What will likely happen to civilians there during the fighting? Are many expected to flee?

Islamic State has dug trenches, bulldozed berms, blown up bridges and mined the approaches to Mosul to slow the advance of attacking forces and to prevent civilians from fleeing. Nevertheless, more than 5,000 have left and reached a camp across the border in Syria, while 10,000 residents of villages and towns near Mosul have sought shelter in refugee camps. Many Sunni civilians could remain in Mosul, fearing death or abuse by mainly Shia Iraqi forces accusing them of collaboration or seeking revenge for Islamic State atrocities.

Might this assault trigger a new refugee crisis? What arrangements are in place to help those fleeing?

Humanitarian agencies fear a catastrophic outflow of civilians from Mosul if there is heavy bombardment and urban warfare. The UN Office for the Co-ordination of Humanitarian Affairs predicts up to one million civilians could be displaced, of whom 700,000 would be in need of shelter, food and medical care. Tents and supplies have been stockpiled in the Mosul area by UN and international humanitarian agencies. Eleven camps are being prepared to house 120,000 people. Funding falls far short of needs. Some 3.5 million Iraqis, more than 10 per cent of the population, have been displaced by the conflict with Islamic State.

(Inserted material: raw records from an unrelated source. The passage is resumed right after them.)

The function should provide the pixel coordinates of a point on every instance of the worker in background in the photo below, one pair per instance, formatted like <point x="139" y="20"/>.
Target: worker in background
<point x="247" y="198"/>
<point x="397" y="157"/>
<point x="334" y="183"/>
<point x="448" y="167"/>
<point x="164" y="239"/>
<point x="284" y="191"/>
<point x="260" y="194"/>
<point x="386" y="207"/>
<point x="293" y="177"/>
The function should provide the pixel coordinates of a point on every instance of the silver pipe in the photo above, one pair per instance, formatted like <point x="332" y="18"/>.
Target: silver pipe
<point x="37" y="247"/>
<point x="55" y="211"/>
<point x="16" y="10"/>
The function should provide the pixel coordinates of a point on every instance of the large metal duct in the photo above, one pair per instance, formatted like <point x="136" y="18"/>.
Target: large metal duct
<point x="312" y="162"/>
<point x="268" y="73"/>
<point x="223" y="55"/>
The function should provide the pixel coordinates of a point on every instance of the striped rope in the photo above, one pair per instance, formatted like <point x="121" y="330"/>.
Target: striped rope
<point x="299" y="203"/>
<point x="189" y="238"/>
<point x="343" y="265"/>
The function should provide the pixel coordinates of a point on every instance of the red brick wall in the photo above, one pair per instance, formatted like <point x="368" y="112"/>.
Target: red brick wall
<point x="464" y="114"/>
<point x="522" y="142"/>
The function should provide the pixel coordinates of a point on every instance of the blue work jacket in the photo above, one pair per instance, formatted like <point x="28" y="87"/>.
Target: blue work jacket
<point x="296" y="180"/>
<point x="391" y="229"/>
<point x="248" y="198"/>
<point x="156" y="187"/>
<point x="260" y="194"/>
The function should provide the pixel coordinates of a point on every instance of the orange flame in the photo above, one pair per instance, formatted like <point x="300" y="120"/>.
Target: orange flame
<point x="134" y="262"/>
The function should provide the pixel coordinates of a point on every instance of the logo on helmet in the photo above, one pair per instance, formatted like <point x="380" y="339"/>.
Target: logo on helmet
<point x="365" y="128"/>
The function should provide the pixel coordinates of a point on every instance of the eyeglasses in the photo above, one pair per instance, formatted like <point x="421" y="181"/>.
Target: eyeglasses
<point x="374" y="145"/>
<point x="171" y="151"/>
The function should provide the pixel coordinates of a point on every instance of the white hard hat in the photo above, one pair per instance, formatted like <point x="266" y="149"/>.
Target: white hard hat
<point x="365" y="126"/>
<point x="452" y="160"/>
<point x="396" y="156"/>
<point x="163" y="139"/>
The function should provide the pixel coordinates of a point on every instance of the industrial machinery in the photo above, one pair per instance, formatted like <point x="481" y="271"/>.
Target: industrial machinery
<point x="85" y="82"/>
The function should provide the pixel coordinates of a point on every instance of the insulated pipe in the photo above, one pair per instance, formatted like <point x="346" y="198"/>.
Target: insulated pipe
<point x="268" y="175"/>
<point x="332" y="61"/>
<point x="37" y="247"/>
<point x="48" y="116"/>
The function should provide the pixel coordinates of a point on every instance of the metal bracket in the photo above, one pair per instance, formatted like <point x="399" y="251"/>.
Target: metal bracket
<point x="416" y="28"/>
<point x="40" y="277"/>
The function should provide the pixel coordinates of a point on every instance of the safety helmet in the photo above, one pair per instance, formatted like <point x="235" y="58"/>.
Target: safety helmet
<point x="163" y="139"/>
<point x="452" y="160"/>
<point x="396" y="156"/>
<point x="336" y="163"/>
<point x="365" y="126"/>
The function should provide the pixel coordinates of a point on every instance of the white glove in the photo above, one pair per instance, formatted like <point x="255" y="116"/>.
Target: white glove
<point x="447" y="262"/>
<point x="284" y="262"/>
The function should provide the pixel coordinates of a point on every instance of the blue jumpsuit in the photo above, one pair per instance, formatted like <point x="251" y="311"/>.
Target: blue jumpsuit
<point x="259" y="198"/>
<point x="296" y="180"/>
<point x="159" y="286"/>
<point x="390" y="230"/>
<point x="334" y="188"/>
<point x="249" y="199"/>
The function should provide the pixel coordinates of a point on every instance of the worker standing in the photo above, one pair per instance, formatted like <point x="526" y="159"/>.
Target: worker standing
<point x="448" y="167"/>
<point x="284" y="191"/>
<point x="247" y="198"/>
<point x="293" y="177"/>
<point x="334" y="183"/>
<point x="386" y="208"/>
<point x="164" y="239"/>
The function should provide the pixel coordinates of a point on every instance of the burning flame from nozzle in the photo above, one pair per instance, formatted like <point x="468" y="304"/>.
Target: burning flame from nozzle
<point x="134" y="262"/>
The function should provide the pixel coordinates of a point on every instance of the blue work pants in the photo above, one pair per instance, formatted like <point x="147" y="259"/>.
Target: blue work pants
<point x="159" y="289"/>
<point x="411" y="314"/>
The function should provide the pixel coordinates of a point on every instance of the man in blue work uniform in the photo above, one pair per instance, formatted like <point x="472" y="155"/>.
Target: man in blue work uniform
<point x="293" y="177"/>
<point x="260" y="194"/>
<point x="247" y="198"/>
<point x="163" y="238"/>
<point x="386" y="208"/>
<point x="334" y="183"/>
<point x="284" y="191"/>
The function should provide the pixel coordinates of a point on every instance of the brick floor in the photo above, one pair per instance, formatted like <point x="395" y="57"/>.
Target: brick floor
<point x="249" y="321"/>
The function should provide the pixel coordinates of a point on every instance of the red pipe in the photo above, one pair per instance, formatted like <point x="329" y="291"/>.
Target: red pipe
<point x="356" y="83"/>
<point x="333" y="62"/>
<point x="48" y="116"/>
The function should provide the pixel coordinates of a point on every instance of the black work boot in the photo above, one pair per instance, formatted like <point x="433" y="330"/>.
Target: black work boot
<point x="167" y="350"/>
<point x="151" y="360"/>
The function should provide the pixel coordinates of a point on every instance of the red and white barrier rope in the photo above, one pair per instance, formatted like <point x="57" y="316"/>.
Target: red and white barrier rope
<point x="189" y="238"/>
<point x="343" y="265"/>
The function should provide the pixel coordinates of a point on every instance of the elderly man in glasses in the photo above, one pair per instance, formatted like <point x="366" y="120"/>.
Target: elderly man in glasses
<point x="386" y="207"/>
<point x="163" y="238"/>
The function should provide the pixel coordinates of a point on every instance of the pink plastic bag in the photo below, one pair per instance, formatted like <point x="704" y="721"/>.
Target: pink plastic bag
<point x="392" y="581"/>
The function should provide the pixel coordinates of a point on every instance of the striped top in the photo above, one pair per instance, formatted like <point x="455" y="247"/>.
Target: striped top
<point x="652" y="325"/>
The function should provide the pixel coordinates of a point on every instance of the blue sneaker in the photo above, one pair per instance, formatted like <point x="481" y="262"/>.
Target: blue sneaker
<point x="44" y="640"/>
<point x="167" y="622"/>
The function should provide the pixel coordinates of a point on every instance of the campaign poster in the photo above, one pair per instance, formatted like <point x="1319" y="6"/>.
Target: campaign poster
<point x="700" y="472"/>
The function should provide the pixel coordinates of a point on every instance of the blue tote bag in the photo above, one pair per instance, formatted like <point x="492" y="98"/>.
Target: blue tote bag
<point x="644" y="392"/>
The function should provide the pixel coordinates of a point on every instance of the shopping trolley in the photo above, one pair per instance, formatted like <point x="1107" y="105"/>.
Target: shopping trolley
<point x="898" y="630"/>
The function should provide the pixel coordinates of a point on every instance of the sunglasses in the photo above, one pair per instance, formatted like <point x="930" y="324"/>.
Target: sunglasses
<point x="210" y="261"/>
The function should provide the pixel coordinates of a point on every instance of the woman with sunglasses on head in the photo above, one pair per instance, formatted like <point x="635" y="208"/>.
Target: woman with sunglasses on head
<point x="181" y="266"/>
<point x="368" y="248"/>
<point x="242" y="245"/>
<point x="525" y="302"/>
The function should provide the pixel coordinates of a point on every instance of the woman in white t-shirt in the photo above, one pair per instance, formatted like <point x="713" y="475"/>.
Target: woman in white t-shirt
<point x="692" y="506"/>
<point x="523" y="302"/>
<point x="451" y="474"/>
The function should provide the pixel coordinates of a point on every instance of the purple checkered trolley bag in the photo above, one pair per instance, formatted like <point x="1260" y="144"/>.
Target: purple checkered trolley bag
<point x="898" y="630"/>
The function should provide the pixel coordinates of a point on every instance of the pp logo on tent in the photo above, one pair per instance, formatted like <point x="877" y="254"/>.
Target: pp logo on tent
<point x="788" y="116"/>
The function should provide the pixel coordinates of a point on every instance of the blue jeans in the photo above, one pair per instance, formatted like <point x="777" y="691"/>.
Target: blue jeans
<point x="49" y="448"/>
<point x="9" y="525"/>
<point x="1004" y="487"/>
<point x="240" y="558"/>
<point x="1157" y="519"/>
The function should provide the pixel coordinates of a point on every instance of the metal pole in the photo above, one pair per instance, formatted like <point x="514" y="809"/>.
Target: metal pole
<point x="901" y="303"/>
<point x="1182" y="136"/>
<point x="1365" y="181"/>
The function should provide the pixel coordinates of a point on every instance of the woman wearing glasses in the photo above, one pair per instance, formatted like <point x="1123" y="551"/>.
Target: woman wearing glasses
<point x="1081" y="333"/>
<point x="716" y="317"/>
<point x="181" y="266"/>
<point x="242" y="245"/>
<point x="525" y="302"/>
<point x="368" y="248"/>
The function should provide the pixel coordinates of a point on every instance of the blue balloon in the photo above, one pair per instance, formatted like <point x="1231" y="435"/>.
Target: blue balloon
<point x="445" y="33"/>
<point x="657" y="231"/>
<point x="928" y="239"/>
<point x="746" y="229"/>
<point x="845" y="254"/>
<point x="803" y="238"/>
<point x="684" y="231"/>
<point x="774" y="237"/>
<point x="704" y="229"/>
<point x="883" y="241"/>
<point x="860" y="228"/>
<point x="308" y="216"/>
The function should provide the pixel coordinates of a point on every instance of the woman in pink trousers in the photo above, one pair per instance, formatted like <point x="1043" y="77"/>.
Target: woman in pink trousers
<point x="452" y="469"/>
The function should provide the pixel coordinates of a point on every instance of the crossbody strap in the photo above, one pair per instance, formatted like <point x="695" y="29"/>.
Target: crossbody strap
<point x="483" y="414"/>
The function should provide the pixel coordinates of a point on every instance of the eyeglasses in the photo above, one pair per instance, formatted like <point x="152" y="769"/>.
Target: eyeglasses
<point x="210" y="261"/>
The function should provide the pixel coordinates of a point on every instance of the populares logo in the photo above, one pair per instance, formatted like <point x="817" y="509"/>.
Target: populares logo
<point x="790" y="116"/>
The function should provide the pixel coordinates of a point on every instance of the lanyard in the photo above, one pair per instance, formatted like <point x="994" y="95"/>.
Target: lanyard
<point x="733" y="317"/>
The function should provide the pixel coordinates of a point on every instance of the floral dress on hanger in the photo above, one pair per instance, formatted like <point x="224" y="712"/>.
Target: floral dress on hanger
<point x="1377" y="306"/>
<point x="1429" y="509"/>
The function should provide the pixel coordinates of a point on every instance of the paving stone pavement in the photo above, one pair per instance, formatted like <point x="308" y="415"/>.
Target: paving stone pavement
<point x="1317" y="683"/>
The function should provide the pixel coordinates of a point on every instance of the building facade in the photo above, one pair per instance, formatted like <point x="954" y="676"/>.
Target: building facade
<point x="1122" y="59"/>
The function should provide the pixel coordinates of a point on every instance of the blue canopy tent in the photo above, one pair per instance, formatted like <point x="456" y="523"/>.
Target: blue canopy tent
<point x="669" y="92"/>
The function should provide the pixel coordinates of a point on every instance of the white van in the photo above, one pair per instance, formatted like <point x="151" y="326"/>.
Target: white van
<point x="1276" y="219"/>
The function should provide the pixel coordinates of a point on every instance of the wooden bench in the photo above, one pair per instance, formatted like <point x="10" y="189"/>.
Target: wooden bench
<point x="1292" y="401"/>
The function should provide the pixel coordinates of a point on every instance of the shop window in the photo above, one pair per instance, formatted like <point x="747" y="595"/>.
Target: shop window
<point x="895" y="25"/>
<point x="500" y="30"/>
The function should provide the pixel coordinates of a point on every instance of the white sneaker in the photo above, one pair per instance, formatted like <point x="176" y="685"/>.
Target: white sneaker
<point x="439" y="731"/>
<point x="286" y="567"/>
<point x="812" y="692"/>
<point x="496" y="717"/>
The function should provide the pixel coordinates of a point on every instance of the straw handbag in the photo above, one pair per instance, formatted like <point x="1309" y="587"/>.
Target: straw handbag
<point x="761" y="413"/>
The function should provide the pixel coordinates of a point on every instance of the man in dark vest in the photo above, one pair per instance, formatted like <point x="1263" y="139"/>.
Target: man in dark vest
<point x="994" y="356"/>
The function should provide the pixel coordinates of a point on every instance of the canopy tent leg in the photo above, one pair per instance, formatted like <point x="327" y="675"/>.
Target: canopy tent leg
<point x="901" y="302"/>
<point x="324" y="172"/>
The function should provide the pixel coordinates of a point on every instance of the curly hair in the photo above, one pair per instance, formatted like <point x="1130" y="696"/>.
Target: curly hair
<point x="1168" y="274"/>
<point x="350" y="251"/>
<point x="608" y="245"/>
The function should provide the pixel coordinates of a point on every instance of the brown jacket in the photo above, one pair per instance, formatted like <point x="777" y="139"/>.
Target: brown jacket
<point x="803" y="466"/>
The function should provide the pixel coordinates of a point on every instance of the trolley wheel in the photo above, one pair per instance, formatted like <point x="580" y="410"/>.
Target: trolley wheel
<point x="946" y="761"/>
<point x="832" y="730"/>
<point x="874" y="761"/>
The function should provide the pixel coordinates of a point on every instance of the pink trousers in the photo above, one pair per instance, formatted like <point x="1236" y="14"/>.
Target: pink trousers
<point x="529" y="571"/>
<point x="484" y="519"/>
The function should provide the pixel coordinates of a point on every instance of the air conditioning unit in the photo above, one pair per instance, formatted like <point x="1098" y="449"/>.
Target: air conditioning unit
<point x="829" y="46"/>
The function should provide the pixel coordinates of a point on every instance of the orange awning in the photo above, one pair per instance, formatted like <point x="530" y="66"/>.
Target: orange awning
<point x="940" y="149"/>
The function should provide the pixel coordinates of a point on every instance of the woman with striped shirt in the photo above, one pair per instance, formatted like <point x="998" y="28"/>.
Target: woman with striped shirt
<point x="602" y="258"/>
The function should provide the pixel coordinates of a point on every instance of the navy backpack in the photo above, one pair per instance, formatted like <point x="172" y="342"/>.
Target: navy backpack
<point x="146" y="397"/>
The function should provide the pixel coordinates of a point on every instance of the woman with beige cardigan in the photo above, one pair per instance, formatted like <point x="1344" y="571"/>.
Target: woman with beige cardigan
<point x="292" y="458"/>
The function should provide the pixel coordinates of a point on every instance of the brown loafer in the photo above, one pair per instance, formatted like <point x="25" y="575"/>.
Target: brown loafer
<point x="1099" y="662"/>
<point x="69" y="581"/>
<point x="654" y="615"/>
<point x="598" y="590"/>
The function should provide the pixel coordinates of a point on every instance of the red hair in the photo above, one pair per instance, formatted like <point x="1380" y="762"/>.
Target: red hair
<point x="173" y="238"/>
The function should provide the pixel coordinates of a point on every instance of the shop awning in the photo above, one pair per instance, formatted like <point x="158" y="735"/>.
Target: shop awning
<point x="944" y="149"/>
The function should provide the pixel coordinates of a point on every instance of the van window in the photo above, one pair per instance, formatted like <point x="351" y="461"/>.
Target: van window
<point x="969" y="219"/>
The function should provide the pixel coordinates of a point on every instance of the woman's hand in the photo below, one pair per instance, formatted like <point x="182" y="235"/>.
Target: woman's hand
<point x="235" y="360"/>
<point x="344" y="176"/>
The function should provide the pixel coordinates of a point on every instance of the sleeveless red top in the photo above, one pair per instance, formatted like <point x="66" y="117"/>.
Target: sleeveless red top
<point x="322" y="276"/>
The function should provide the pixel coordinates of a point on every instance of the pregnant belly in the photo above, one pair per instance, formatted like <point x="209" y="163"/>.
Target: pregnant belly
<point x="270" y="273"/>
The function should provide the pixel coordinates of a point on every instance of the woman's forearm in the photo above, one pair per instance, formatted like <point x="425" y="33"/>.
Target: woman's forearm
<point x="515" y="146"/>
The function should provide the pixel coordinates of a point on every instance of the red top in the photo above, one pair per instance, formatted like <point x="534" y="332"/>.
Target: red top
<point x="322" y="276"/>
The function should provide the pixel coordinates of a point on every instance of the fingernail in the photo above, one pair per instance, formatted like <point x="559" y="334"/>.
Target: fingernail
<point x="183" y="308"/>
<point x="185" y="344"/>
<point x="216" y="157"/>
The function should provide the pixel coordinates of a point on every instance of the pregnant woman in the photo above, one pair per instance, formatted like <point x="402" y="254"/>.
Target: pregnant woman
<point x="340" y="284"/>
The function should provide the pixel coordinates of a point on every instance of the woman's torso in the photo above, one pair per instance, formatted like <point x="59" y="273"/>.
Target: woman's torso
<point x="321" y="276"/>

If Mosul is successfully retaken, is that the end of Islamic State?

The recapture of Mosul is unlikely to eliminate Islamic State, which would continue to hold some territory in Iraq and large tracts of land in central and eastern Syria. If driven from Mosul, Islamic State fighters are likely to go to Syria, to Raqqa, the group’s headquarters and capital, and to Deir al-Zor province, which is held by Islamic State. Even if defeated and expelled from Syria, the group has bases in Libya, Egypt, Pakistan, Afghanistan, and north and sub-Saharan Africa. An idea as well as a movement, Islamic State has global social media recruits who have been and can be ordered or inspired to carry out violent operations across the world.

Are there any plans for a similar assault on Raqqa?

Both the US and France understand the importance of preventing Islamic State fighters from retreating to Raqqa and Deir al-Zor, and Washington has said the Mosul and Raqqa campaigns should overlap. However, the US-led coalition has not announced a plan or identified coalition forces for an offensive against Islamic State in Raqqa. The US has recruited, trained and armed Syrian Kurds and Arabs in the Syrian Democratic Forces coalition with the aim of retaking Raqqa, but this formation is neither large enough nor strong enough to carry out this task. If it is serious about Raqqa the US may be compelled to join forces with the Syrian army, Russian air force, Iranian troops, Lebanese Hizbullah fighters and Iraqi Shia militiamen allied to the Syrian army in Damascus’s battle against Islamic State, al-Qaeda and other insurgents. This could necessitate dealing with the Syrian government which Washington has said has lost legitimacy. Having sent Turkish troops and tanks into Syria along with anti-government Free Syrian Army fighters and taken territory from Islamic State, Ankara is also demanding a role in an offensive against Raqqa, although the Turkish army has been shelling and bombing US-supported Syrian Democratic Forces units on the pretext they are allied to Turkish Kurds fighting Ankara.